Les choix que nous posons doivent être faits en examinant de manière critique les implications technologiques, sociales, politiques et économiques. Des recherches menées aujourd’hui par des chercheuses et des chercheurs de l’UCL portent, par exemple, sur des questions éthiques relatives à nos libertés démocratiques dans un monde digital dénationalisé, sur les droits de propriété intellectuelle, sur les risques politiques qui découlent de l’hégémonie d’entreprises privées, sur nos modes de consommation de biens et de services ou encore sur la mutation des métiers et des emplois. La gestion des big data, à laquelle nous sommes particulièrement attentifs puisque nous venons d’ouvrir, cette année, trois programmes qui y sont spécialement dédiés, ne peut se développer sans une réflexion critique sur la gouvernance algorithmique. Le collaborations avec les GAFA (Google, Apple, Facebook, Amazon) pour développer de nouveaux outils technologiques ne peuvent être envisagées sans faire l’analyse de leur rôle économique et politique dans l’expansion de la société de la connaissance, ou dans l’exploitation commerciale de nos données. Le développement des techniques de cryptage, qui repose sur une tradition de recherche que nous avons mise en scène récemment au Mundaneum à Mons, ne peut se faire sans qu’on en mesure les dangers pour la protection de la vie privée.

Le passage à un modèle de société numérique, qui transforme même la création artistique comme l’illustre Nicolas Maigret, l’artiste en résidence à l’UCL cette année, peut être l’occasion de nouvelles formes d’émancipation, mais aussi de nouvelles formes d’asservissement et de contrôle social. C’est devant de vrais choix que nous nous trouvons aujourd’hui. Pour nous aider à les poser en connaissance de cause, nous avons choisi d’honorer ce soir deux acteurs et une actrice majeurs de la société numérique. Tous trois ont fait le pari de penser et d’agir sur cette société numérique de manière volontariste et libre, en utilisant les opportunités offertes par les technologies au service d’un projet collectif, partagé, démocratique, destiné à améliorer le vivre-ensemble et à développer notre ouverture au monde et aux autres. Au nom de l’UCL, je les remercie de cet investissement positif, sans crainte mais aussi sans naïveté. Ils nous montrent la voie à suivre sur cette ligne de crête difficile à trouver quand nous cheminons, non pas dans l’univers unidimensionnel de la technologie, mais bien dans la pluralité des mondes numériques.

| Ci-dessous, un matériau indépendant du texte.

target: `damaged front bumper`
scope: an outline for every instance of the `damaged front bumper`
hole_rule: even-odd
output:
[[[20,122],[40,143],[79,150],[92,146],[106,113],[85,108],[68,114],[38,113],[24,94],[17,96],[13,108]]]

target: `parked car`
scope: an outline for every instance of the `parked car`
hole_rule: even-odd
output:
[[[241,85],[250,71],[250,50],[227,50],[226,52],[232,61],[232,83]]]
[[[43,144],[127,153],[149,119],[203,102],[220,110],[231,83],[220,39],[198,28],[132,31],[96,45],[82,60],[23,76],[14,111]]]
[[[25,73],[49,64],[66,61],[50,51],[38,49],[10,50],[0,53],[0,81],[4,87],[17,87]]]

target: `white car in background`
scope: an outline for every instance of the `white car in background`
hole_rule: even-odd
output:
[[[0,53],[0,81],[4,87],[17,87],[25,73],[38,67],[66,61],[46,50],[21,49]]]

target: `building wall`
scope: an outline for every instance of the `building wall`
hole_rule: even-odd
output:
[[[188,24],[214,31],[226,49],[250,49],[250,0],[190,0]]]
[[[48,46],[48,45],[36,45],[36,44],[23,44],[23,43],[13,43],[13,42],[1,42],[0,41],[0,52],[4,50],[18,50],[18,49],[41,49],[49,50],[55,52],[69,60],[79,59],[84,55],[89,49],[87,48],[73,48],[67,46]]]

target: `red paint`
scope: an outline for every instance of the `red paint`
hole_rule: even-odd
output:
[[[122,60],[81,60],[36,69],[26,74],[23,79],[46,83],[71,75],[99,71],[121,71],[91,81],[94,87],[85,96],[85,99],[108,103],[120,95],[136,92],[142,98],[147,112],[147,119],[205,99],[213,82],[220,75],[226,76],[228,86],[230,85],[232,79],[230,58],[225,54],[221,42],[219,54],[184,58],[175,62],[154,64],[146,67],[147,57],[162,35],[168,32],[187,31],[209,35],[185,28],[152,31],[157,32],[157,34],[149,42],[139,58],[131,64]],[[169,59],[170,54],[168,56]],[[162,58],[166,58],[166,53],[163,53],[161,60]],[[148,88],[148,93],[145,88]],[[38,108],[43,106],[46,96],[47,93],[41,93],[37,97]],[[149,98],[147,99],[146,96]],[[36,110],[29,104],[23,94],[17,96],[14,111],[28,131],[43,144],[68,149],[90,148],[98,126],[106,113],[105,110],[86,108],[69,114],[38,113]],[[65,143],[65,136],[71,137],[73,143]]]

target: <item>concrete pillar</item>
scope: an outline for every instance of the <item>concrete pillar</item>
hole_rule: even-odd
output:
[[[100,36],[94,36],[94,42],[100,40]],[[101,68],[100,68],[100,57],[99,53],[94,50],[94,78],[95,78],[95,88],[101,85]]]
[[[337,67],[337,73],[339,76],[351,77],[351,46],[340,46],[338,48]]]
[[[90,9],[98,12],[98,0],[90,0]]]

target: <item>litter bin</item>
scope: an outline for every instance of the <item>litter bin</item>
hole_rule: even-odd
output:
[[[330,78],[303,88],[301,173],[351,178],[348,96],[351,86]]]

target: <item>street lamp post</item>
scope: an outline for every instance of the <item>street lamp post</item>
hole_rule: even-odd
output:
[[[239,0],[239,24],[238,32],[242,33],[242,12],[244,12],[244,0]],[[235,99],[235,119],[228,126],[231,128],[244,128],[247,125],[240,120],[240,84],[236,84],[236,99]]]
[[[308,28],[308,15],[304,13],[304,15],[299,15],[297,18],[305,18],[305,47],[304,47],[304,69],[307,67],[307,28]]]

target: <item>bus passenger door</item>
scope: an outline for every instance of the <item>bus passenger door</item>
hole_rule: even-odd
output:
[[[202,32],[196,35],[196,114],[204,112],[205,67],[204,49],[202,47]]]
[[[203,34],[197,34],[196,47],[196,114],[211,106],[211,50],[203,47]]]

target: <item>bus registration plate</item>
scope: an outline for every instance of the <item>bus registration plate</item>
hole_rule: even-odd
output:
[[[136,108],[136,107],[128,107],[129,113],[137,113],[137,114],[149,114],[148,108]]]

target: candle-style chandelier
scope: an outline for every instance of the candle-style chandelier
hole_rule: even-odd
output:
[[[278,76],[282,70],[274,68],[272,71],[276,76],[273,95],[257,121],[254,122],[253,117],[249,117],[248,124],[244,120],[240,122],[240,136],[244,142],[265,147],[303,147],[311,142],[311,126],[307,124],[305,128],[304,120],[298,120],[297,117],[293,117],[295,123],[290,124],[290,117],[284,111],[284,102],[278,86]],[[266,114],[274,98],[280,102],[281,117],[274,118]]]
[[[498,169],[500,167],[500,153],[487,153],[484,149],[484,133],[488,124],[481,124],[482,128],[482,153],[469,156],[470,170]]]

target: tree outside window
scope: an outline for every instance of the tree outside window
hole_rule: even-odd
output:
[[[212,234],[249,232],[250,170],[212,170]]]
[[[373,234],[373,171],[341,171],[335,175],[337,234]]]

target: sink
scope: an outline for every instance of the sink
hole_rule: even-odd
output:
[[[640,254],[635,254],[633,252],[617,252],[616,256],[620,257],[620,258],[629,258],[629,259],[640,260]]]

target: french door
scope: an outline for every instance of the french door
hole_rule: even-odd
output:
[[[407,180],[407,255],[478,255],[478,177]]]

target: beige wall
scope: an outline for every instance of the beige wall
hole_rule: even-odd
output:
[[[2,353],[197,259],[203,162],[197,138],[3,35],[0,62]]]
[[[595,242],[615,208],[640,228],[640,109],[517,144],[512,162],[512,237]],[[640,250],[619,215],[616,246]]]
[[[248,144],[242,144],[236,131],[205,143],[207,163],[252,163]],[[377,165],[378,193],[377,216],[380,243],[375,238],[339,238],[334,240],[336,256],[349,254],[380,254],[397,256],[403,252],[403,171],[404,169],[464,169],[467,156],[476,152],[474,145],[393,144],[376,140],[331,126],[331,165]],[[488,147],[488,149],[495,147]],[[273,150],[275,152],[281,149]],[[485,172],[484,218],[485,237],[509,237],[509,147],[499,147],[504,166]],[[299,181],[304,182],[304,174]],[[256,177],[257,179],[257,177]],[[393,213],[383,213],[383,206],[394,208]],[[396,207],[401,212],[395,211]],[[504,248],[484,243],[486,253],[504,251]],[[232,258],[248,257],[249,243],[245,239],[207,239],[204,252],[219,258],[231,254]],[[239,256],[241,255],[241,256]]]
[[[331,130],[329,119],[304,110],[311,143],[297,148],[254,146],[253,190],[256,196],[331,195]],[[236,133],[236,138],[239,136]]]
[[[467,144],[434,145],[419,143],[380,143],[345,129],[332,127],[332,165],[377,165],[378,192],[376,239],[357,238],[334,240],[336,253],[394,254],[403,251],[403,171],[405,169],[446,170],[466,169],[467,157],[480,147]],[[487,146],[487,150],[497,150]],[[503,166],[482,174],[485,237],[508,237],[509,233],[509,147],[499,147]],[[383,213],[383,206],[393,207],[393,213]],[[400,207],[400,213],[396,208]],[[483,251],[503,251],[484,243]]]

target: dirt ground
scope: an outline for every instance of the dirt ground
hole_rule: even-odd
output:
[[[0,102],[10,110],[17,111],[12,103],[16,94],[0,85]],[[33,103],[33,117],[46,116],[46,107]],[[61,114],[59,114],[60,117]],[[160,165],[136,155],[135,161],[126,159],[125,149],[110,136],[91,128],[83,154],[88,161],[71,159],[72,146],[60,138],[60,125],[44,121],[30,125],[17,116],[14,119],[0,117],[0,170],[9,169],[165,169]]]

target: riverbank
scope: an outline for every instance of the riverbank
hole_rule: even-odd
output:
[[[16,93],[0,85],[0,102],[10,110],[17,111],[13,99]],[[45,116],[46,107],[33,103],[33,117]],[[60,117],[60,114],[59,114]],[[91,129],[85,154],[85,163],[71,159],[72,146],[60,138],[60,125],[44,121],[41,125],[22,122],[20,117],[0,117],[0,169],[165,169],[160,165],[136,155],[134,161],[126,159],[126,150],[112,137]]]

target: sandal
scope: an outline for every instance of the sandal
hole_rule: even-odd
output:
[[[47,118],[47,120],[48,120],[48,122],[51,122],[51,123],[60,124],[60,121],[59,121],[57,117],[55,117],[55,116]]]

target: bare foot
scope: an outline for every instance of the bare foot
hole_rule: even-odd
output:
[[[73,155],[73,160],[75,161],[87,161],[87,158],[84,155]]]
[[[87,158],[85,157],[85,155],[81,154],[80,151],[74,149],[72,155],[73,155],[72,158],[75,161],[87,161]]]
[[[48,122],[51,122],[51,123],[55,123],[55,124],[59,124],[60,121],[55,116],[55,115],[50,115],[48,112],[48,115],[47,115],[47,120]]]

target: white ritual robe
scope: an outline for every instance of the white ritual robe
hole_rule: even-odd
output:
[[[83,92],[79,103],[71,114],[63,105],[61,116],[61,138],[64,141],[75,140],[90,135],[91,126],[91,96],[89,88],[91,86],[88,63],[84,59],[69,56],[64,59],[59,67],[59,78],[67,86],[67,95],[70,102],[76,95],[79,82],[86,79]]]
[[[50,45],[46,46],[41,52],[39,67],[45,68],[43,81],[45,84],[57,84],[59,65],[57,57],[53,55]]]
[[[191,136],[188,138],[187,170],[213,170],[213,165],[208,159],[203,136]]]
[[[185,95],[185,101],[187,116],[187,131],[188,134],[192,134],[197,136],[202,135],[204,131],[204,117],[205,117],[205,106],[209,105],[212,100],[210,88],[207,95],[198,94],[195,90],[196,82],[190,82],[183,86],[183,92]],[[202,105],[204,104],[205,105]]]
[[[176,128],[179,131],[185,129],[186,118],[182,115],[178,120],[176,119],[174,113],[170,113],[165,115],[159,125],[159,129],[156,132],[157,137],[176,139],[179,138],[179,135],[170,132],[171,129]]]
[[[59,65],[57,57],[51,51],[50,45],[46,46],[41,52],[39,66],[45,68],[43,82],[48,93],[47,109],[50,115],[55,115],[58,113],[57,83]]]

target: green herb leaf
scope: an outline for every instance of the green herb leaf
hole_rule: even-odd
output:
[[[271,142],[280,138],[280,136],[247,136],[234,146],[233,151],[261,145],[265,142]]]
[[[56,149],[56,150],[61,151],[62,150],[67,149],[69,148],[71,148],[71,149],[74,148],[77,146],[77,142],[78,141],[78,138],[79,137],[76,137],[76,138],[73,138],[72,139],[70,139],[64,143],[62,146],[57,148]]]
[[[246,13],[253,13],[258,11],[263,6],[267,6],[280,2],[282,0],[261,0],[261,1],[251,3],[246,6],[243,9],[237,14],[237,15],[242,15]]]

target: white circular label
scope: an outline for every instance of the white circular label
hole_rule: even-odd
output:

Leur expérience nous invite à la mesure.

La mesure qu’il nous faut prendre tous ensemble, forts de notre richesse interdisciplinaire, des acquis, des promesses mais aussi des parts d’ombre d’un siècle éclairé par des lumières nouvelles. La mesure qu’il nous faut aussi garder, entre engouement et circonspection, devant toute forme de révolution.

Notre Université fut, à sa mesure de l’époque, actrice de la révolution industrielle. Je forme le voeu qu’aujourd’hui, en confiance et avec intelligence, elle s’engage pleinement à la hauteur des défis de la révolution numérique.